The warning, during a period of heightened tension between Canada and China, comes after confirmation that some U.S. diplomats who were based in China are suffering from symptoms associated with Havana Syndrome.
Havana Syndrome is the term being used to describe brain damage suffered by some Canadian and U.S. diplomats who were posted to Havana between 2016 and 2018. Fifteen Canadians and more than 40 Americans are being treated for symptoms of the concussion-like syndrome. American victims include some former diplomats and family members who were posted to China.
One of those U.S. diplomats, Mark Lenzi, is encouraging the Canadian government to closely monitor its staff in China for concussion-like symptoms, based on his own experiences.
Lenzi, his wife and other members of the U.S. diplomatic community in Guangzhou, China, suffered headaches, memory loss, nose bleeds and other concussion-like symptoms in 2017. Lenzi said he felt intense pressure in his head and heard a humming noise.
The source of the damage experienced by diplomats in Cuba and China is unclear, but microwave weapons are being pointed to as a possibility.
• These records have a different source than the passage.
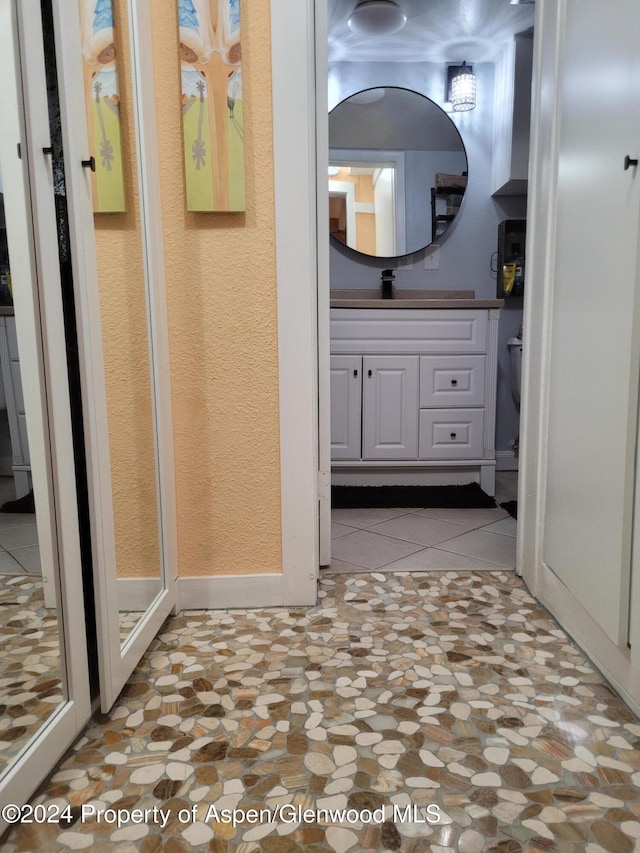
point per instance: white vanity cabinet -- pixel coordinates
(374, 403)
(413, 396)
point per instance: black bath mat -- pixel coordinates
(511, 507)
(368, 497)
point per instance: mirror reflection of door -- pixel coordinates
(121, 306)
(362, 207)
(390, 128)
(30, 662)
(122, 290)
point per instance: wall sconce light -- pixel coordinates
(461, 87)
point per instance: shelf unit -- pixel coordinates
(442, 219)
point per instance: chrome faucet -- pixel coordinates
(386, 284)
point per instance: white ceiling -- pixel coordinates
(436, 31)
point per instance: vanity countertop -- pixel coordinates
(370, 298)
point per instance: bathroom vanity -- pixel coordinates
(413, 388)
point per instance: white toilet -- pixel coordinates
(515, 356)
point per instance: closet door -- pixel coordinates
(107, 105)
(44, 684)
(593, 376)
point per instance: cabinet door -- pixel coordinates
(346, 406)
(390, 407)
(593, 363)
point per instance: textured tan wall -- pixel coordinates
(126, 357)
(221, 285)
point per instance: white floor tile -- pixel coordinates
(362, 518)
(344, 568)
(467, 517)
(434, 559)
(338, 530)
(492, 547)
(370, 550)
(419, 529)
(507, 526)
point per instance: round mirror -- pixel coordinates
(397, 172)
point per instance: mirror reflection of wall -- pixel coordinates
(388, 154)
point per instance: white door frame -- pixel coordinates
(43, 358)
(298, 267)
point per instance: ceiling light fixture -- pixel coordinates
(461, 87)
(377, 18)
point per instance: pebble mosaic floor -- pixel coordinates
(30, 686)
(399, 697)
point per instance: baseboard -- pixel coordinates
(212, 593)
(614, 664)
(506, 460)
(136, 594)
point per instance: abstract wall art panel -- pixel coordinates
(212, 116)
(102, 97)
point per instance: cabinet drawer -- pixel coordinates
(452, 381)
(408, 330)
(451, 433)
In a paper published in the Journal of the American Medical Association last week, researchers said neuroimaging has confirmed that U.S. patients with Havana Syndrome have unique changes in their brains not previously seen, although many of the symptoms are similar to concussions.
There have been no cases of Canadians anywhere but Cuba suffering related symptoms, Global Affairs Canada spokesman John Babcock said.
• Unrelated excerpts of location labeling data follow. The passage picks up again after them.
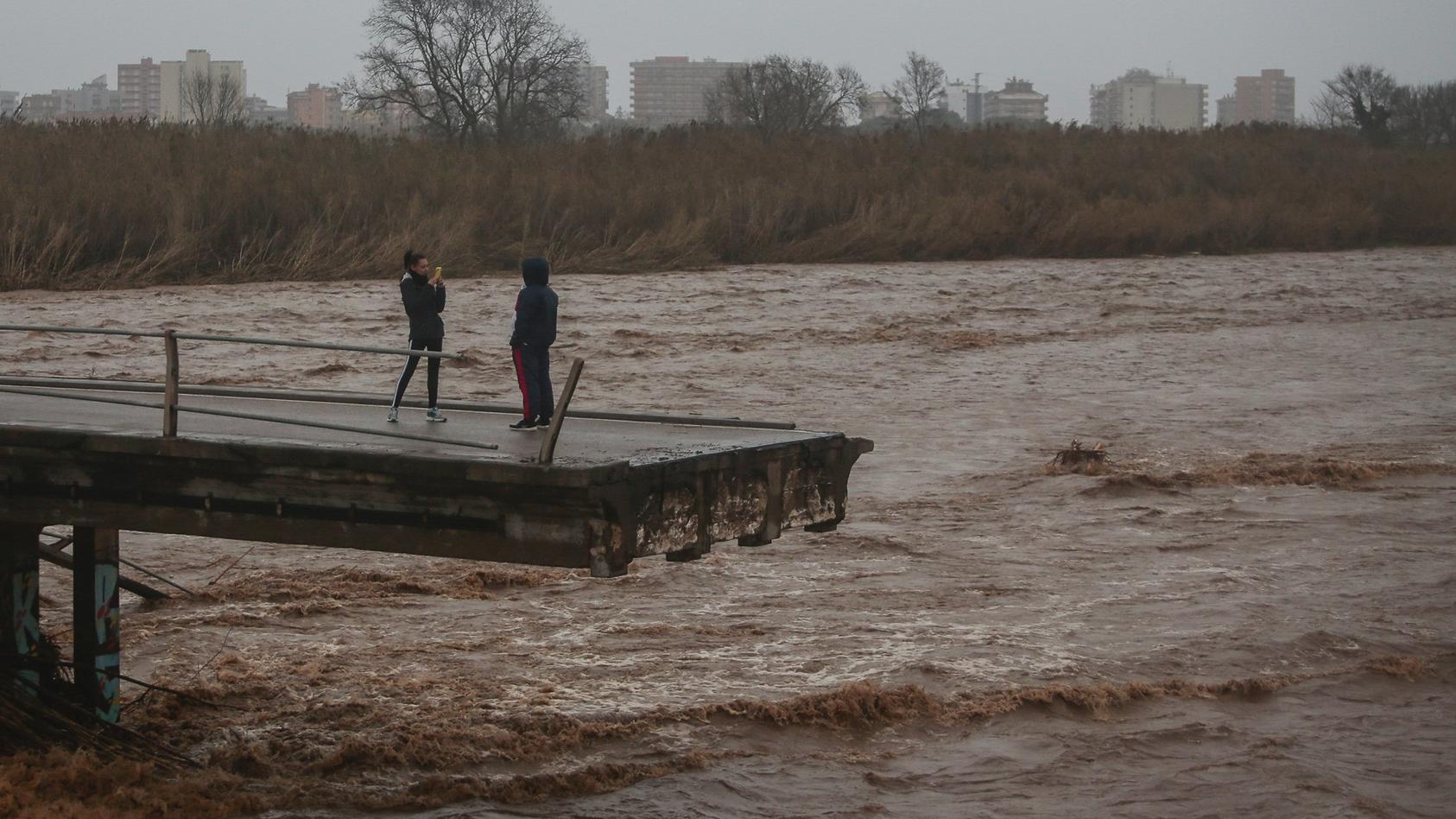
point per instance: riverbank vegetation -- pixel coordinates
(117, 204)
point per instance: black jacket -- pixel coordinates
(424, 305)
(535, 322)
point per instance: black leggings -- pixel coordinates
(409, 371)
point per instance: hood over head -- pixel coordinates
(535, 271)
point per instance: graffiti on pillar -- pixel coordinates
(25, 623)
(108, 643)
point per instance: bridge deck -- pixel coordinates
(617, 490)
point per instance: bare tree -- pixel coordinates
(1360, 97)
(473, 69)
(919, 91)
(212, 99)
(779, 93)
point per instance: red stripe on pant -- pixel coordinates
(520, 378)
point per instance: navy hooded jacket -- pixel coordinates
(535, 322)
(422, 303)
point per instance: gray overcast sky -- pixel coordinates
(1061, 46)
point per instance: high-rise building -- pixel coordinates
(594, 92)
(1265, 98)
(390, 120)
(1016, 104)
(140, 86)
(963, 99)
(316, 106)
(878, 105)
(259, 112)
(92, 101)
(1225, 106)
(1142, 99)
(668, 91)
(226, 76)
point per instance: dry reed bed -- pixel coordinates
(123, 204)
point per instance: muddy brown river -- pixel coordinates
(1250, 613)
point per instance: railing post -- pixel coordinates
(560, 416)
(169, 401)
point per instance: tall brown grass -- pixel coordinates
(124, 204)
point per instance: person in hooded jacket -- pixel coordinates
(533, 331)
(424, 299)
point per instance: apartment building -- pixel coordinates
(1142, 99)
(963, 99)
(878, 104)
(91, 101)
(316, 106)
(1018, 104)
(668, 91)
(259, 112)
(1225, 106)
(1265, 98)
(594, 92)
(199, 63)
(140, 86)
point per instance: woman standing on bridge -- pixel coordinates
(424, 301)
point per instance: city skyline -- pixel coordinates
(288, 47)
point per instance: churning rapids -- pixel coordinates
(1251, 611)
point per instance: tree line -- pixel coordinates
(1367, 99)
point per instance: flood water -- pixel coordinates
(1251, 613)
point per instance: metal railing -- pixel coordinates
(171, 405)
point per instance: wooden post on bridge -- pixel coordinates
(169, 398)
(21, 602)
(97, 621)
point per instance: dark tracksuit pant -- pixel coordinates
(533, 371)
(433, 367)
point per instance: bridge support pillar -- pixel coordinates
(97, 621)
(21, 604)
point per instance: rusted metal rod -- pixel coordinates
(169, 401)
(245, 416)
(383, 401)
(560, 416)
(82, 330)
(231, 340)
“Global Affairs Canada maintains a strict security protocol to respond immediately to any unusual events affecting Canadian diplomats or their families posted to a mission abroad,” he said.
Still, former diplomat Charles Burton, a former counsellor at the Canadian embassy in Beijing, says close monitoring of Canadian diplomats in China for symptoms of brain damage must be a publicly announced high priority for the Canadian government — regardless of any objections by the Government of China.
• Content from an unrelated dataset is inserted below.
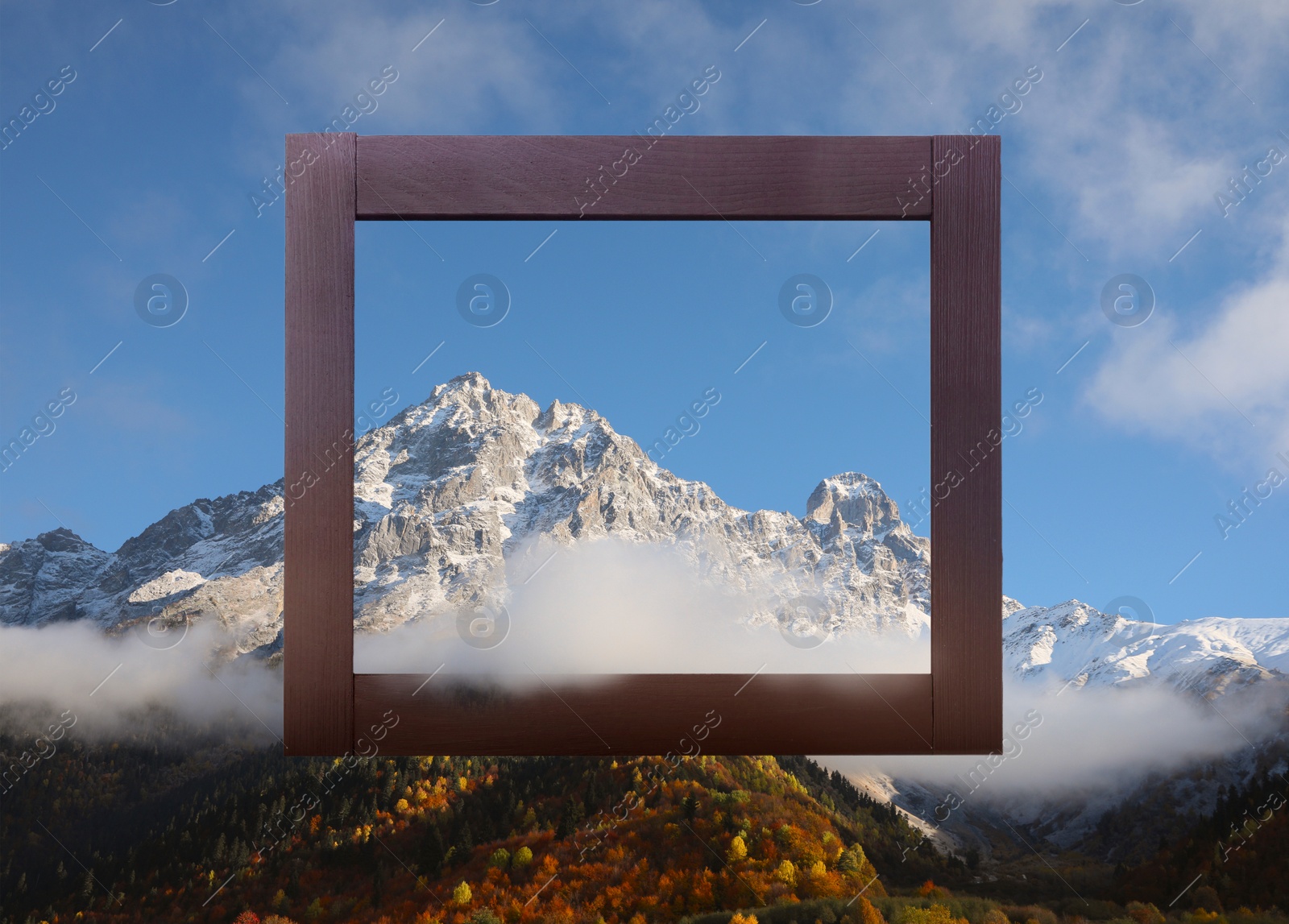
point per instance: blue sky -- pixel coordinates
(146, 163)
Burton noted that the causes and sources of Havana Syndrome remain unclear, but because it resulted in the withdrawal of U.S. and Canadian personnel from Cuba it seriously impacted efforts implemented under former President Barack Obama to engage with Cuba. Keeping that distance between Cuba and the U.S. would be in the interest of both Russia and China, he said.
“So whether Russia or China are involved in this operation is an open question.”
But because Americans appear to have been attacked in China, he said, the federal government must make the safety of diplomats and their families there a priority.
Being public and transparent about that support would give Canadian diplomats assurance that the government “is fully committed to protecting them from the apparently permanent brain damage the Havana Syndrome causes,” Burton said.
Pamela Isfeld, president of the Professional Association of Foreign Service Officers, said the issue worries foreign service officers.
“We are concerned about these reports for sure. In general, we think it is up to our employer to do everything that it can.”
Isfel said those concerns are not limited to postings in Cuba or China, but anywhere. “This is an overall health and safety issue. The employer has to make sure people are looked over.”
She said government officials are “engaged on this”. Still, the association of foreign service officers is due to sign a new contract Wednesday that includes, for the first time, a health and safety clause with just such potential issues in mind.
“We are continuing to press to make sure they are doing as much as they can. We think this is something that needs to be pursued with a sense of urgency.”
Daniel Livermore, a former Canadian diplomat who is a senior fellow at the Graduate School of Public and International Affairs at the University of Ottawa, said the Canadian government should help develop a device to monitor sonic attacks as a precaution.
Relations between Canada and China have been strained since December 2018 when Canadian authorities arrested Meng Wanzhou, the chief financial officer of the Chinese telecom company Huawei Technologies, at the request of the United States, who wanted her extradited. Two Canadians, a former diplomat and a businessman, were detained in China soon after.
This week the parliamentary Foreign Affairs committee met amid reports that the Canadian government put pressure on former diplomats to stop publicly discussing China.
Given the current state of diplomatic affairs with China, Livermore said the issue should become high priority.
“I would be concerned if I was in foreign affairs now. The Chinese are emerging as hardball players on almost every file.”
He said the government needs to assure diplomats how it would respond if something does happen to them or their family members during a posting. That includes exploring, even developing monitoring devices.
“I don’t think the government has done nearly enough.”